Allianz Faces a Critical Midweek Test After Dividend-Driven Share Price Dip
10.05.2026 - 17:32:12 | boerse-global.de
The Allianz share has taken a technical hit, but the market’s real focus is squarely on Wednesday morning. After trading ex-dividend on May 8, the stock closed Friday at €370.80, down 4.01 percent. The record payout of €17.10 per share — credited to investors on Tuesday — largely explains the retreat, though the broader picture is more nuanced.
The timing of the adjustment has been less than ideal. The share now sits practically on its 50-day moving average of €370.88, a slender technical support level. With a relative strength index of 73.5, the stock remains in overbought territory despite having shed roughly 4.6 percent since the start of the year. The wider insurance sector is offering little comfort. Munich Re recently touched a four-week low, triggering a bearish technical signal, while Swiss Re posted a first-quarter net profit of around $1.5 billion yet still lost about 4 percent in value — margin pressure during premium renewals weighed on sentiment. Only Hannover Rück has flashed a potential stabilisation signal with a bullish hammer pattern on its chart.
Wednesday’s first-quarter report, due at 9:30 a.m., will be the real arbiter. Management has set a full-year operating profit target of approximately €17.4 billion, aiming to match last year’s record level. Investors will scrutinise the combined ratio and asset management inflows, particularly at PIMCO, which alongside traditional insurance forms the group’s core earnings engine.
Should investors sell immediately? Or is it worth buying Allianz?
A key area of concern lies within Allianz Trade, the credit insurance arm. Corporate insolvencies rose sharply globally last year, with German bankruptcies climbing past 24,000 cases. A further increase is expected in 2025, which could pressure the claims ratio in the opening quarter.
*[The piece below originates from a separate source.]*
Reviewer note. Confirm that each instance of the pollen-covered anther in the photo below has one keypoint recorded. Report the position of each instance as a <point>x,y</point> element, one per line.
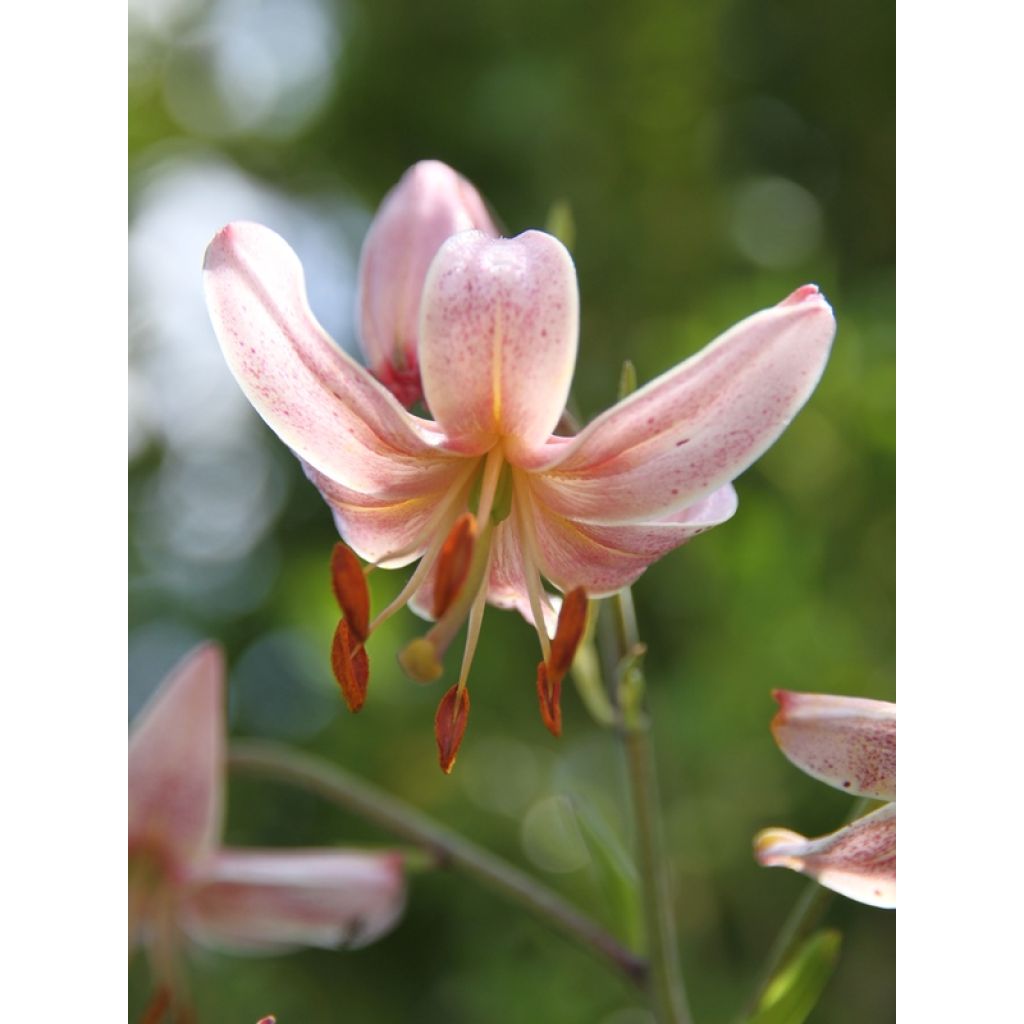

The company’s financial firepower remains substantial. With a Solvency II ratio of 218 percent, Allianz has the capacity to sustain its generous payout policy — distributing roughly 60 percent of adjusted profit to shareholders — alongside a buyback programme that has consumed nearly €17 billion since 2017. Analysts project the dividend could rise to as much as €23.43 by 2028, a roughly 37 percent increase from current levels.
Strategically, the group is pushing deeper into Asia. A 50-50 joint venture with Jio Financial Services, announced in April, targets India’s property and casualty insurance market, complementing an existing reinsurance partnership between the two firms.
Ahead of the results, analyst opinions diverge. Barclays rates the stock underweight with a €350 price target, while Berenberg recommends buying. If Allianz can demonstrate it is managing margin pressure more effectively than peers like Swiss Re, Wednesday’s numbers could quickly erase the dividend-related discount. The market is waiting to see which narrative prevails.